I'd appreciate some epic zones, maybe with a daily hub. Monsters that get buffed every tier and have abilities you actually have to react to. BRD had plenty of faults, but I adored the feeling of stepping into another world - a hostile, dangerous, living world, with its own denizens going about their business instead of waiting to be killed. It has a pub, and law courts and a barracks. You had to chew off a piece at a time because the place was just too big for five people, even heroes.
Totally offtopic but damn I loved BRD. The day to day of WoW is so gamist now, I didn't think I would miss the simulationist components so much.
I'm an avid player of FFXI. In FFXI when you die the following penalties happen:
ReplyDelete1) You lose 10% of the experience needed for that level.
2) You need someone to use a "Raise" spell on you that takes a lot of mana, and has a recast time of about 90 seconds. There are different grades of "Raise" spell, the best of which actually discounts the XP loss penalty from #1 by a whopping 75%.
3) You have "death sickness" which cuts your HP down to about 20% for 5 minutes.

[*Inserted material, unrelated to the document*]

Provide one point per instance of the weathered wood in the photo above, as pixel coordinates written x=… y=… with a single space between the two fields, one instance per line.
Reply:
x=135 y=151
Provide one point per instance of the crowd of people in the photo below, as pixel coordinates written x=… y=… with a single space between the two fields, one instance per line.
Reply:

The death penalty affects the gameplay the following ways:
1) An inordinate amount of time and money is spent planning and preparing for the fights.
2) Its very hard to get people to help out who don't need the fight.
3) You're lucky if people are willing to try the fight even once more again if you fail the first time.
Even with all that... sometimes I prefer the FFXI death penalty to the WoW death penalty. Your death in a fight becomes more heroic, especially if you're saving someone else from death. You don't lose money when you die. You learn to try again, but much more intelligently.
With WoW its whether or not a repair-bot is there, or whether or not respawns happen, or whether or not someone "all of a sudden" needs to drive their grandma to the hospital.
Then again, with FFXI I've definitely had those days where that one bad unnecessary death just because I wanted to explore a little farther than I should pretty much caused me to just not play for the rest of the day.